Não é minha intenção vulgarizar o excelente argumento de Benjamin, mas sim apontar o fato de que todo sistema de representação é fatalmente falho. Seria maravilhoso democratizar o Poder em todas as suas instâncias, mas para isso precisamos de um sistema organizado de representação. Hoje em dia, quem pode representar quem? Quem pode falar por mim? E por você?
Enquanto Benjamin propõe transferir o poder (propriedade rural, indústria e meios de comunicação) das mãos de uma elite de direita para outra de esquerda, eu percebo que a mudança mais radical – que é uma reformulação no sistema de poder em si, sua ontologia e sua atuação política – não me parece estar sendo considerada.

A elite burguesa que hoje criticamos foi responsável por uma revolução histórica que colocou a aristocracia em cheque. Hoje ela se torna essa aristocracia. Dislocá-la para que outra facção ideológica assuma seu poder me parece repetição da História. Acredito ser no “poder” em si que se originam todos os males sociais.
Como resposta direta às críticas dos intelectuais sobre os “acordos” de Lula, eu poderia argumentar que um presidente da República é um mero chefe de Estado – de certa forma, o ofício de presidente da República é uma performance com contratos sociais muito bem designados.
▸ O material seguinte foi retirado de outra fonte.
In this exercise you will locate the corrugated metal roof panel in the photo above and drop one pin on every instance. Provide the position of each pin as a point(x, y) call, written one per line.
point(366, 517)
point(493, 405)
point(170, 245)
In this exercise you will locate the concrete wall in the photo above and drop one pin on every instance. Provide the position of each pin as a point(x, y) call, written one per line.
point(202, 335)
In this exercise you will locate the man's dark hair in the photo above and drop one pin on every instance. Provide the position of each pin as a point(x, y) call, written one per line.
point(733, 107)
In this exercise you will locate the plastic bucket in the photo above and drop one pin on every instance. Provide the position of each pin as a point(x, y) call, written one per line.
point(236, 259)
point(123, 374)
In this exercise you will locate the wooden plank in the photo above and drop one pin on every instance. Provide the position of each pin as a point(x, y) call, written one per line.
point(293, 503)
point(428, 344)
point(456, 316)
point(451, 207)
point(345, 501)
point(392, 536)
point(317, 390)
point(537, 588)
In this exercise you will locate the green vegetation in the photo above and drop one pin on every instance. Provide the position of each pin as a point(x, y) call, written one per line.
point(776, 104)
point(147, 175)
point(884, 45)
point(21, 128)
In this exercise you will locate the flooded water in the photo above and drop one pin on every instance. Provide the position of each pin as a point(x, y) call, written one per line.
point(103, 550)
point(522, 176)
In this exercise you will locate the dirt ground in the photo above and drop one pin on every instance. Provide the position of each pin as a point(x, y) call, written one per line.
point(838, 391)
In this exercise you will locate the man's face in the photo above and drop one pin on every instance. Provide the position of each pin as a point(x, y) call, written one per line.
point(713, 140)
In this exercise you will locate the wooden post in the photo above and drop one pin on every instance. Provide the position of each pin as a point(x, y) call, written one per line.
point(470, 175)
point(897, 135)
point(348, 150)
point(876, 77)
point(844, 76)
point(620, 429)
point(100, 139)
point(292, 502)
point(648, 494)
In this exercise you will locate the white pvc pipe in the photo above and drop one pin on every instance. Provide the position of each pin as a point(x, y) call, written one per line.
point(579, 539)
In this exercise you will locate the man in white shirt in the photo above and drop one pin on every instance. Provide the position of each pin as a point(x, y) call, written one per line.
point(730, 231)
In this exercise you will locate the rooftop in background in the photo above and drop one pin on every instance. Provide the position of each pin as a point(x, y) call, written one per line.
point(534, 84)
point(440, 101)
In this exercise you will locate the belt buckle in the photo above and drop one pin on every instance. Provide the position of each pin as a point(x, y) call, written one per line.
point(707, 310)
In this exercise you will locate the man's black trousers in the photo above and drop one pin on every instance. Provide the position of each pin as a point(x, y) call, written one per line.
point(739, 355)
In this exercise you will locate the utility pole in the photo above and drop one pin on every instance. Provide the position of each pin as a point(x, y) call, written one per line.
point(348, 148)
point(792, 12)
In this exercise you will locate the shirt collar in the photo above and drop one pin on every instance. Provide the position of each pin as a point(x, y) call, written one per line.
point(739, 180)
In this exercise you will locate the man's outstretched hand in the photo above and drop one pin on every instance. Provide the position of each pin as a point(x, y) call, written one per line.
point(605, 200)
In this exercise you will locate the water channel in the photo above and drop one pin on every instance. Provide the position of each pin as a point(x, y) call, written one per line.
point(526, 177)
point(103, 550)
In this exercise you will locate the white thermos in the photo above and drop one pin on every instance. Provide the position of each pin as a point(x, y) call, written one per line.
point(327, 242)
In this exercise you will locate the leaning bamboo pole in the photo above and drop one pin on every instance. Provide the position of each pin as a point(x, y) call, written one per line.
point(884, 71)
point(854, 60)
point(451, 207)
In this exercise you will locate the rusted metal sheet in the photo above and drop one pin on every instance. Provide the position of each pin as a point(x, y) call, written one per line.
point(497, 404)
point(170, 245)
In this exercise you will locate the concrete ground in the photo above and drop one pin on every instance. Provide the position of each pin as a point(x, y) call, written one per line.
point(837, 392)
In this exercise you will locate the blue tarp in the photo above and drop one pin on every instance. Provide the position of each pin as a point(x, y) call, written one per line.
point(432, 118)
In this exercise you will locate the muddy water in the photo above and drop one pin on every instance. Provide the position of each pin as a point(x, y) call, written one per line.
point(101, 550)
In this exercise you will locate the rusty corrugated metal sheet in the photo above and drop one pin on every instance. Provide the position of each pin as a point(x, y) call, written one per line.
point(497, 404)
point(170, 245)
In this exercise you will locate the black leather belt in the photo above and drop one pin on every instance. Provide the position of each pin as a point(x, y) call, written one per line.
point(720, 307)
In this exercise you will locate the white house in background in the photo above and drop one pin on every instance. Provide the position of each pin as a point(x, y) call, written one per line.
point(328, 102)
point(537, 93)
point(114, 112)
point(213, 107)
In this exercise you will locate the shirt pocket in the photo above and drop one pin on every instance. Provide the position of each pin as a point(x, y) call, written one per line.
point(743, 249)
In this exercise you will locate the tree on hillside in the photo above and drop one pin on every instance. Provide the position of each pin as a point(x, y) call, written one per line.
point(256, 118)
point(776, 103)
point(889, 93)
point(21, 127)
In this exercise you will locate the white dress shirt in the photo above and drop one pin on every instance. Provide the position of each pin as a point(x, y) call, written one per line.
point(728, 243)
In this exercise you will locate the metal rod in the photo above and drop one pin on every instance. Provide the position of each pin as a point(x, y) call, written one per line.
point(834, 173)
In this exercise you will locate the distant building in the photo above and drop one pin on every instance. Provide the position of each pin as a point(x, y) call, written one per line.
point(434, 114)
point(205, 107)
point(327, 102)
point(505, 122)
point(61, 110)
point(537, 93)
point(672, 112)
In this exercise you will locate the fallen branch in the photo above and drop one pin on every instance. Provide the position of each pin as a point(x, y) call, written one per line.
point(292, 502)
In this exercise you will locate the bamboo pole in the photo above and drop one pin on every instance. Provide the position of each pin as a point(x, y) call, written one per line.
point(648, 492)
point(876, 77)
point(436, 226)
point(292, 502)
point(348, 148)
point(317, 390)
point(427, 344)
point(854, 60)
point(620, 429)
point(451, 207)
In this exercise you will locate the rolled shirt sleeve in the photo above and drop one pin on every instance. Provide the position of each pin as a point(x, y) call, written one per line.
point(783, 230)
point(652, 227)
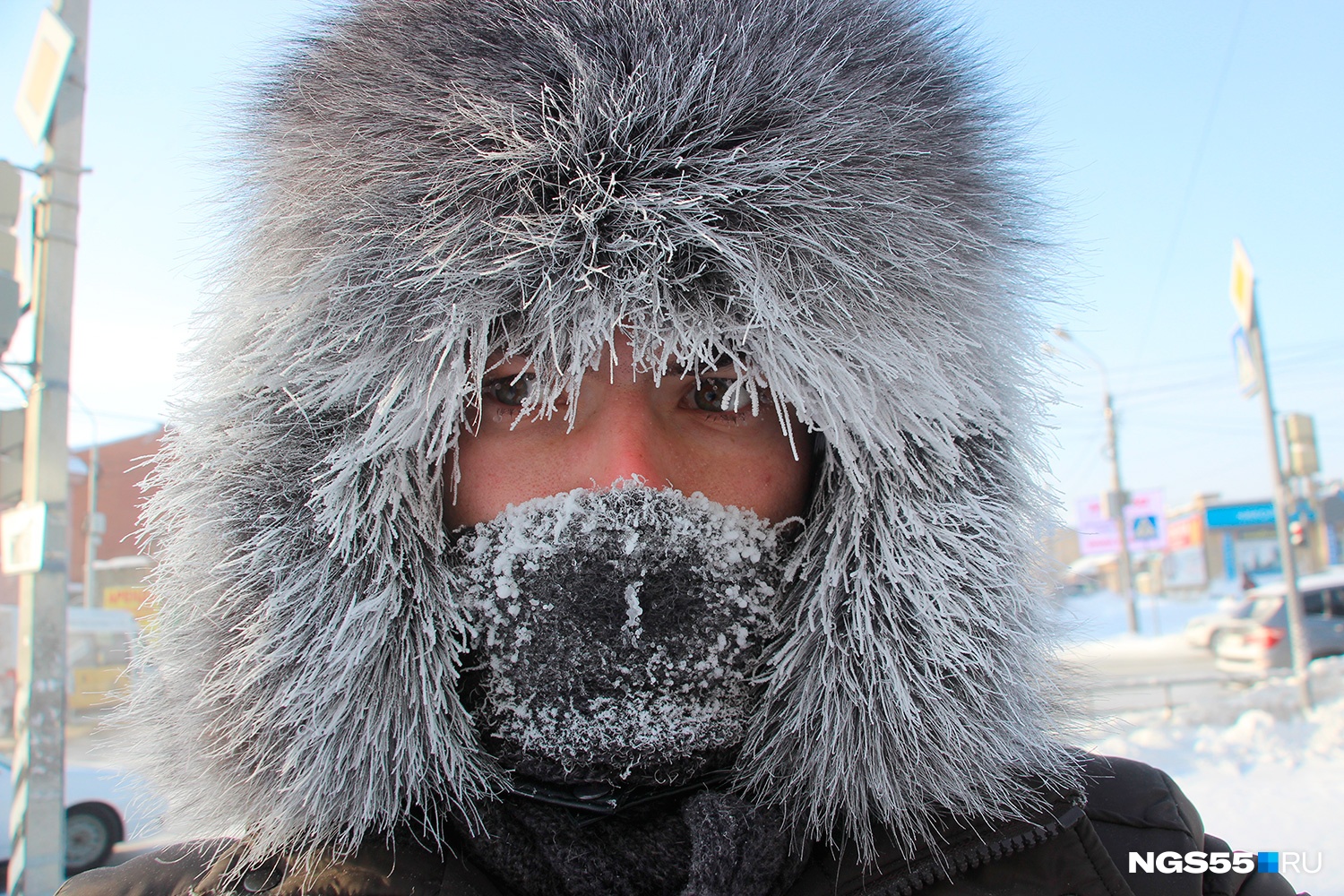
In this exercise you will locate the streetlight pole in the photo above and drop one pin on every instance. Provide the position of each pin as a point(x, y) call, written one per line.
point(37, 818)
point(1117, 498)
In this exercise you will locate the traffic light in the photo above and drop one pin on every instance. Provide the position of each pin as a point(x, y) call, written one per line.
point(1297, 532)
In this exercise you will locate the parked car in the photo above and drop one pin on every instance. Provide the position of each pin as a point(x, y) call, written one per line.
point(1260, 641)
point(102, 807)
point(1201, 630)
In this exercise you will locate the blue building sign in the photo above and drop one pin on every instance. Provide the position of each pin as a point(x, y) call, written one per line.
point(1239, 514)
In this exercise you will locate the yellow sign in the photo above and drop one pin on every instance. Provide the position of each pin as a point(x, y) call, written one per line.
point(1244, 287)
point(134, 599)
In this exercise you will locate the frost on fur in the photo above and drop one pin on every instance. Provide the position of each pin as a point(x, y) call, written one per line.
point(819, 190)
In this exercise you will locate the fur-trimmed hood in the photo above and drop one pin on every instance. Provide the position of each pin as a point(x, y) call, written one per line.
point(820, 190)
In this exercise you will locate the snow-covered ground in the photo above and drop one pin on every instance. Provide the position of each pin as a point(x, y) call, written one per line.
point(1263, 775)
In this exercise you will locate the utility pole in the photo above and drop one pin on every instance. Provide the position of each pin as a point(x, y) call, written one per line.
point(1244, 300)
point(1117, 497)
point(94, 525)
point(37, 820)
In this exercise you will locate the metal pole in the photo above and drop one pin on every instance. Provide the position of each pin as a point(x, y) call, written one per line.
point(1117, 513)
point(94, 527)
point(37, 820)
point(1293, 599)
point(1117, 498)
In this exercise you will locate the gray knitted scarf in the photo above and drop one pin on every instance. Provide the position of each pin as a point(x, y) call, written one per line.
point(617, 634)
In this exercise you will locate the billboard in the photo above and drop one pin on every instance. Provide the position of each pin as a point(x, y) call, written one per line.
point(1145, 524)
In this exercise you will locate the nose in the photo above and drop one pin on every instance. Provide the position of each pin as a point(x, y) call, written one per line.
point(621, 440)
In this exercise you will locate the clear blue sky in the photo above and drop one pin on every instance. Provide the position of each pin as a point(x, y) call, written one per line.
point(1169, 128)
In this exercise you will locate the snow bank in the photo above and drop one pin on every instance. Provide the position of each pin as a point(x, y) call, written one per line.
point(1263, 775)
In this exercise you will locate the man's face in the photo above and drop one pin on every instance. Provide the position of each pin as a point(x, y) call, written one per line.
point(672, 435)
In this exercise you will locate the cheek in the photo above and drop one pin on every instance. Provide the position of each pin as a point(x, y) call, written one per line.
point(763, 476)
point(494, 473)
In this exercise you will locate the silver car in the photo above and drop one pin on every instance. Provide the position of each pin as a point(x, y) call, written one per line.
point(1260, 641)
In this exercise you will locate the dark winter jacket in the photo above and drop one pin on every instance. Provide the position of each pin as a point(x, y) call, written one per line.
point(1080, 847)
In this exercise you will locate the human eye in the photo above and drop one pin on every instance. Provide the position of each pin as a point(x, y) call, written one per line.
point(510, 392)
point(710, 394)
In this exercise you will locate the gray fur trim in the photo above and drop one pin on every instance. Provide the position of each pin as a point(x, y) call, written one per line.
point(817, 188)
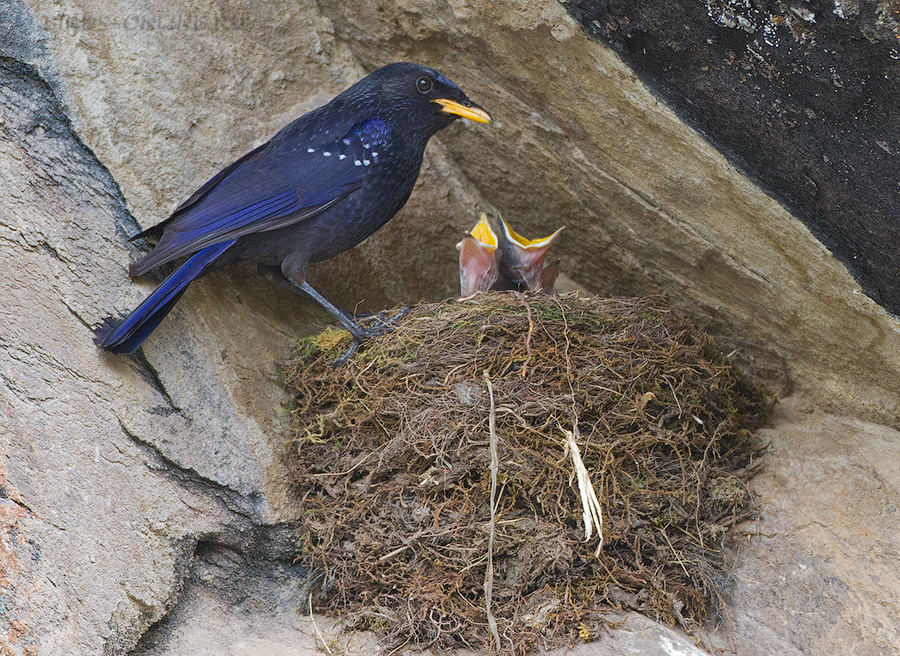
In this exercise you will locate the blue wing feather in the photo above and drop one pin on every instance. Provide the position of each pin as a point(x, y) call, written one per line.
point(127, 335)
point(285, 181)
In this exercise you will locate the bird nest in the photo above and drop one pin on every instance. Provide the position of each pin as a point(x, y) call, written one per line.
point(391, 454)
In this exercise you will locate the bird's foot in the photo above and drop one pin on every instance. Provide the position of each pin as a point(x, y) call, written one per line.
point(361, 335)
point(382, 324)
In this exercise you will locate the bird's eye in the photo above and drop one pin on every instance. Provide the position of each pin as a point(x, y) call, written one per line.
point(424, 84)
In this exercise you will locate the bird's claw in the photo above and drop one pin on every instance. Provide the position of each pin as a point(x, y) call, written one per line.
point(363, 334)
point(384, 324)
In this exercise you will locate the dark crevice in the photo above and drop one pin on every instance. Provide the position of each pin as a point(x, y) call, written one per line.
point(149, 373)
point(235, 502)
point(802, 97)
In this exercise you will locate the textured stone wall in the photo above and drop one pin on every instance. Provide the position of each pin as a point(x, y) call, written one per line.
point(133, 483)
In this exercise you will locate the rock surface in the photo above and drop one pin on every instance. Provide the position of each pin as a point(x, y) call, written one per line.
point(147, 492)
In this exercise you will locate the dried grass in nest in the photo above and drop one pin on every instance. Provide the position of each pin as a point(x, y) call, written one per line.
point(391, 461)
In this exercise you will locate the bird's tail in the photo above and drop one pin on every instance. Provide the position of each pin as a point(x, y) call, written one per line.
point(127, 335)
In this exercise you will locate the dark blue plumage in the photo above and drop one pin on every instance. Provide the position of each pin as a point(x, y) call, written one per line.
point(319, 187)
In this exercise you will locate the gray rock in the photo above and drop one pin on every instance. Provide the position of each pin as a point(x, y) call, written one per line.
point(143, 506)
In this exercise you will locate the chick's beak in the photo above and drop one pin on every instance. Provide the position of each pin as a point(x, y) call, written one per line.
point(471, 111)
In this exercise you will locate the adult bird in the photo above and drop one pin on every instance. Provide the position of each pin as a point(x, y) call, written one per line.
point(320, 186)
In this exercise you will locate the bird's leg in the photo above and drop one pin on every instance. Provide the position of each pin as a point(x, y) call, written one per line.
point(359, 334)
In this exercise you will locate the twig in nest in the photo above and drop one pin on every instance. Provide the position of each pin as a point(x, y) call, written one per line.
point(495, 465)
point(528, 336)
point(590, 505)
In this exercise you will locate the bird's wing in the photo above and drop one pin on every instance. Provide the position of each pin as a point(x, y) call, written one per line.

Lula não tem tantas opções sobre com quem fazer acordos. E a verdade é que o problema da pobreza não é culpa da burguesia, mas do sistema de representação e de poder criados pela lógica do pensamento ocidental.

E, então, como fazer? Que outra maneira de organizar a vida política senão através da distribuição de poder? Como administrar sociedades senão através de representantes?
Esse deveria ser, na minha opinião, o debate constante de cientistas políticos e intelectuais que se consideram “de oposição”. Um dia, quem sabe, descobriremos uma saída.